I'll put this in terms any guy will understand: She's gotten fat.
I haven't :)
I have to admit, it kinda made me smile. Well, no, let me be more accurate. I felt bad that she was slightly older than me yet considerably heavier (plus her being shorter). Then she gave me this fake "hello" bit (her life sucks)....and I grinned. B/c she is fat. She's married too. To a schnerdling (got that from Roissy) guy who's already got the beer gut, stubby nose, outward jutting chin, glasses combo with some young guy haircut. I can almost imagine his shallow, tepid semi-thrusts made difficult by his gut hanging onto her considerable girl-paunch and fat titties jiggling as they huff and puff and blow down the house that mediocrity built with the ovum and sperm seeking to make mediocre carbon copies of themselves. *shudder*
Weeks ago, I'd passed her husband, rather he walked by me in a bar. I didn't notice him at first, and I guess he was butthurt I didn't recognize the husband of a chick I dated something near a decade ago (damn, I am getting old/er). Like we had shit to talk about b/c I was the first guy to fuck his wife? Y'know? At any rate, I shook his hand last night b/c I was feeling sociable and benevolent. It got me a dismissive gesture on his part. I just laughed and shook my head. I should have cracked his fucking jaw and tapdanced on his face. If this weren't America, that's what would've happened. C'est la vie. As it is, he can live the soulsucking life of suicidal thoughts, depression and Zoloft spent waking up next to the same girl you married getting fatter by the day. I'll keep my freedom, thanks Guv'nor.

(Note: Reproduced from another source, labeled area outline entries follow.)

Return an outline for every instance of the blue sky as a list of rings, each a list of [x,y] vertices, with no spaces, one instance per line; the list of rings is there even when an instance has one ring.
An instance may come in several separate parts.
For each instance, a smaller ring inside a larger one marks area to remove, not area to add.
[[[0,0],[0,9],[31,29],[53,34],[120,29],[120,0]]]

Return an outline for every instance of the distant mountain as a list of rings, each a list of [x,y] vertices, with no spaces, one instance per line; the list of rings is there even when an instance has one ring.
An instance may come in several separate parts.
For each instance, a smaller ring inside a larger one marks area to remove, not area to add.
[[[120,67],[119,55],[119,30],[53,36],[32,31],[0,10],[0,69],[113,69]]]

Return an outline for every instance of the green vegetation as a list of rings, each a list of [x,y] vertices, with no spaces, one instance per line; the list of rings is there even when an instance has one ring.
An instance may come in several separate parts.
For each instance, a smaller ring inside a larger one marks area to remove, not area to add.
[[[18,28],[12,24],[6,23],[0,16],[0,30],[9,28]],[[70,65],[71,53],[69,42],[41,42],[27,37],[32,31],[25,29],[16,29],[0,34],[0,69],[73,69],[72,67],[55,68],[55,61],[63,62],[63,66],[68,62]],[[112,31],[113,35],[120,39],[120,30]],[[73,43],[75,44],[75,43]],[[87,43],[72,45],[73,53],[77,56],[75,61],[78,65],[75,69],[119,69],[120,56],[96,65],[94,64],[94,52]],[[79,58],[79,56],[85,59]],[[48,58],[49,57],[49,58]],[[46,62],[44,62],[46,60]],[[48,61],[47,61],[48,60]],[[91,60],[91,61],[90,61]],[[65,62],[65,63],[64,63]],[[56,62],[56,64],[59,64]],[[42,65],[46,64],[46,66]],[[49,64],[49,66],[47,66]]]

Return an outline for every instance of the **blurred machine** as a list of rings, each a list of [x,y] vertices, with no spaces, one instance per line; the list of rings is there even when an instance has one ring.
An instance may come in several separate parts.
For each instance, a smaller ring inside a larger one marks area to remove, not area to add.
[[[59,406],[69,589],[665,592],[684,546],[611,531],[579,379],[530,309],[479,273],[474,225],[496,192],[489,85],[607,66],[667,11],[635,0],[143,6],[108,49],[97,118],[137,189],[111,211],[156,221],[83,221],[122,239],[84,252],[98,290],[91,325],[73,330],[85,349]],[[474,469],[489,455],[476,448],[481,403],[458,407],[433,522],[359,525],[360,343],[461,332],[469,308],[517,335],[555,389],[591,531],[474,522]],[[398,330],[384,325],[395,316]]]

No wonder she's so aggravated. I bounced out on her ass before she hit the expiration date. She told me a few years ago when I ran into her, that after we split up(read that: I broke up with her) she banged a bunch of guys, did some drugs, then met this guy. They've been dating/now married since.
Now she's gotten fat. I haven't. Guess she's mad I wasn't dumb enough to buy in long term. She's probably also mad that she put on enough weight for the both of us to have aged by about 10 years.
That downward slide really starts to pick up speed in the later half of the 20's I've noticed.
It's always struck me as odd that people are angry when you pass on needless and bullshit small talk. If we don't care enough to keep in contact and speak on the regular, why the fuck should we talk b/c we happened to run into one another in a social setting?